An Interview with

Tod T. Burr

Drummer of Tuff, Shameless & Merle Jagger

that took place in February 2012. Interviewed by Glenn Milligan

What was it like for you growing up in New York and how did it influence you on both a personal and musical level?

Except for the snow it was inspiring. I didn't know it at the time but having four real seasons and some of the best food in the world helped shape who I am! I grew up with great parents who believed in me and passed on values that I still use today. New York radio stations at that time were fantastic!! I was always outside climbing trees, running around in the woods, working on cars and motorcycles. I can't relate to kids today who sit in the house all day playing video games….I kick ass at Halo but I still make sure get plenty of exercise!!

What turned you onto playing drums - why the drums?

I was always of fan of the drums…even before I really know what they were. I bought a cheap pair of drumsticks when I was about 13 and banged on boxes and gas cans in my garage. Finally in high school I joined the marching band. I guess I just had a natural talent. Picked it up very quickly. It wasn't until college that I realized you could actually make a living at playing drums! So, I left school, moved to Los Angeles and began a long hard climb to be able to pay my rent in the music business….

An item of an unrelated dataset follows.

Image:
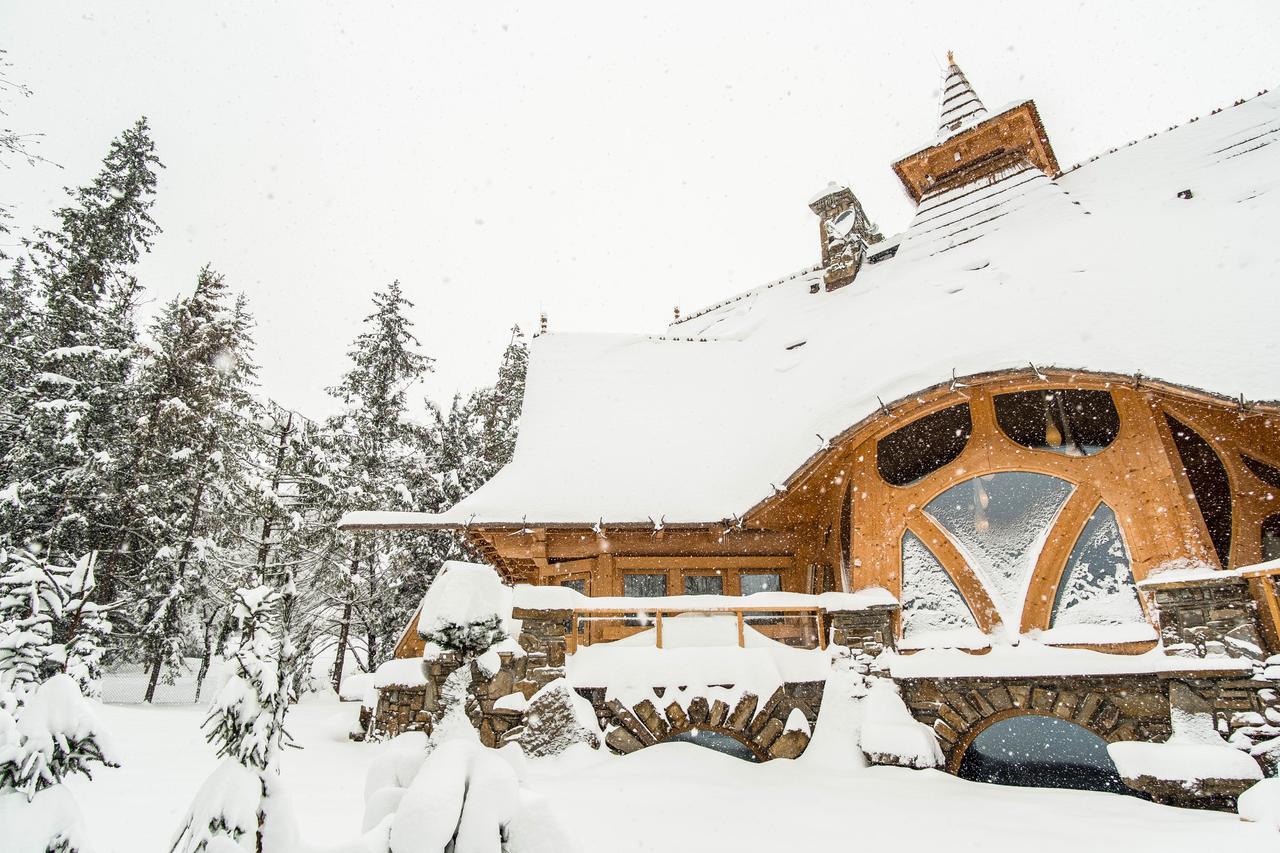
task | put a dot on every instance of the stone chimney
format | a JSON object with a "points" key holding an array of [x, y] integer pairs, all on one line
{"points": [[844, 232]]}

Who were your favourite drummers when you got into playing?

Ringo, Peter Criss, John Bonham sand Keith Moon were all early influences. Then I discovered Rush and Motley Crue. Neil Peart and Tommy Lee pretty much sold me on a career in drumming….Lately I have been going back even farther to more musical drummers….studying Buddy Rich, Louie Bellson, Willie Cantu and Mitch Mitchell!

What was your 1st kit and how did you acquire it?

Ha! I forgot about it until right now! It was a Hondo. Some Korean or Chinese p.o.s. Broke the kick pedal in a week, cymbal boom in a month and the snare in six. I covered it black and white contact paper like Alex Van Halen. Sold it three years later for $50. Worked my ass off for years to finally purchase a pro drumset around 1986. Even though i had only been playing for 4 years i knew I needed to play something that sounded decent….

Did you have lessons or are you self taught? - feel free to tell us about this time in your life in those early learning the beat days!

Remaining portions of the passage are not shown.